404 - yah, we just have immediate access to THAT! Throw us a freakin' BONE HERE!!
So do they still look the same way 15 years later? Or have they dropped like boulders?

Sorry - #40, not 404


#39

Ha, indeed she does.

#42

I think it's fair to say that the only thing people are amazed about is that it took her so long to leave K-Fed.

She's not quite over the fugly bridge quite yet.


http://chasingculture.com/liberty/index.php

#18: is it Melanie Griffith? She always looked old and weird.

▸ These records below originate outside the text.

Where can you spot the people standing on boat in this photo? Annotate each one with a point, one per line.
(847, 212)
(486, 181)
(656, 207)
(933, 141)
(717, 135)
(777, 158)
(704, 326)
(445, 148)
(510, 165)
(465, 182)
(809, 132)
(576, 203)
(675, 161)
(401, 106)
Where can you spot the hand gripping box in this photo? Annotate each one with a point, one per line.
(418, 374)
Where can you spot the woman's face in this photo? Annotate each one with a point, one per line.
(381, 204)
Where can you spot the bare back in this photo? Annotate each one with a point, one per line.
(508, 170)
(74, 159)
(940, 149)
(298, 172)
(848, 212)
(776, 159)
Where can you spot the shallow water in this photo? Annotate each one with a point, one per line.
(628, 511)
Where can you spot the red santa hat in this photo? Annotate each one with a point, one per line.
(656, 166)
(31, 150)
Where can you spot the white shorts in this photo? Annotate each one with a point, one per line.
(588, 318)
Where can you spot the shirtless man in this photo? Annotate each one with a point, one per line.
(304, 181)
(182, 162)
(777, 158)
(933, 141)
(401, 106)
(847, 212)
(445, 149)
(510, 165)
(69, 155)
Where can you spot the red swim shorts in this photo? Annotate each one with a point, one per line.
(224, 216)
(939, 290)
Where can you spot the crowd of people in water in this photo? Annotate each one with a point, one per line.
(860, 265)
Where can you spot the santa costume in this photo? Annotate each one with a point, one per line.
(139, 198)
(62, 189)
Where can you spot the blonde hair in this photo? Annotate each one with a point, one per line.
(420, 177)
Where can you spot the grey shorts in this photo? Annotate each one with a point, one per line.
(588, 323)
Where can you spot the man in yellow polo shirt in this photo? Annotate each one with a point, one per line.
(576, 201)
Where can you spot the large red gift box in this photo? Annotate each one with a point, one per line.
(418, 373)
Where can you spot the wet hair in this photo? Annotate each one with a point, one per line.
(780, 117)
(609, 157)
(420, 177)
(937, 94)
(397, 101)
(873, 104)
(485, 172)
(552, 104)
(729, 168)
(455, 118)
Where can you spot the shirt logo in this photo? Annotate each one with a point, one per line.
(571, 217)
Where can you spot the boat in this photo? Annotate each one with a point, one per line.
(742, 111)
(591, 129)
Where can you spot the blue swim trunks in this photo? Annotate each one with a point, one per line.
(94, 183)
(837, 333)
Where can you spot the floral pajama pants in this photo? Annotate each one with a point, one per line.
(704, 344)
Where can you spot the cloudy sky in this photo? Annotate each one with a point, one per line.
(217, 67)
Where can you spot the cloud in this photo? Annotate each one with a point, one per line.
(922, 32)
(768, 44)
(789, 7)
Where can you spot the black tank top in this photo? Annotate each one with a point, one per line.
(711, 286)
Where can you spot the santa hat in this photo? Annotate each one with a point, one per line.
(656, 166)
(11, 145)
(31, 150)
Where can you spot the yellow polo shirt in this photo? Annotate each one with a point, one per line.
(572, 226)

All I can say is that she looks old and weird, stress on the old.

#48

Only published photos of my ass and boobs, sans clothing, that I know of.

I work out like a motherfucker, so my shit hasn't moved.

Wow. Now that K-Fed is gone, she's starting to have the aura of her old self.

Maybe I'll start eating bowls of her feces again for breakfast!! With strawberries on top, of course.

She must have taken fashion tips from her good pal Jessica Simpson because they're inventing a trend where they think that showing a little of your bra to the whole world is sexy. YUCK!

#49 But there is A LOT better out there. Even everyday people just walking down the street. Come on people!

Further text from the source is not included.